Whenever there is a matter of dispute in the modern-day Church, there is a tendency to ask what would be the opinion of those members of the Early Church?
Those of you already familiar with the writing and teaching of Tom O’Loughlin, Professor Emeritus of Historical Theology at the University of Nottingham, will welcome his new book.
Tom and I share a friendship over many years and both our professional lives have been spent teaching, although in vastly differing fields.
I have come to this book as a layman whose familiarity with theological background is nowhere near that of Tom’s. Nonetheless, I have found it to be a fascinating read.
The title answers the question about the Early Church.
There wasn’t a singular source from which all teaching grew in a linear fashion but a multitude of communities or Churches that carried the Christian memory forward. The first two centuries were formative and would not have been recognizable to us today.
O’Loughlin quotes Johann Metz “Christianity in not really a Community that interprets and gives arguments but rather a Community that remembers and tells stories”. (p48)
We have such a memory in the text known as the Didache which is the oldest text we have that describes the practice and pattern of early Christian life.
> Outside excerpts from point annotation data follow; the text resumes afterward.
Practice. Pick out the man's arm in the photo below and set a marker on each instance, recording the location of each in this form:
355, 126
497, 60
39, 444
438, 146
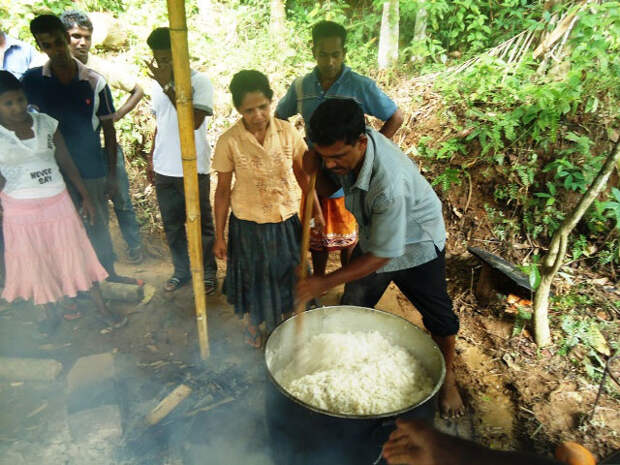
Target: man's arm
392, 124
287, 106
134, 98
304, 184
O’Loughlin, who produced his own translation of this short book a while ago, makes frequent reference to it in this text
These Church groups varied in size, some being as small as house communities.
It was to these varied groupings that the early scriptures, what we now call the New Testament, were read and from which they derived their teaching.
Even these scriptures, attributed to one writer, have varied authorship, for when Paul was speaking, others were listening often who were in awe of Paul transcribed his words and so produced a text in the style of Paul.
We also discover that Discipleship is about learning and discovering within a Community.
“Discipleship is very much a matter that can be located within one’s calendar. This is service to one another: feeding, clothing, healing and helping. Moreover, it is not just to the known few, or the circle of other disciples, it reaches out like the divine love to all humanity”. (p99)
We must recognize the difference between those times, heavily influenced by the Graeco-Roman structure and tradition and our own time.
“Christianity must have appeared a poor rival for the affections of a religiously minded gentile in that world”. (p97)
Gathering around a common table, not an altar, was a key aspect of those early Christian churches for “…one of the key scenes within the memory of Christians is the supper of Jesus with the disciples that took place just before his arrest and death”. (p81)
It is ironic and sad that this Common Table has become a point of dissension amongst Christians today when it was clearly meant to be otherwise.
So the meal was the centre-piece of the gathering, the sharing of food, one with another, crossing the boundaries of class and nationality.” …to be a disciple meant knowing that meals were important in disciples’ memory and that the last supper was but the high point in the memory of the meals of Jesus”. (p82)
An understanding of these Early Churches and their patterns of understanding and practice would go a long way toward easing some of the stresses that we face in our Christian communities today.
This book has been a welcome challenge to read, respecting the perspective of the writer, and his depth of understanding of his subject.
Having read it once, it now requires a return in the hope of discovering further insights into the practice of the Early Churches.
- Chris McDonnell is a retired headteacher from England and a regular contributor to La Croix International.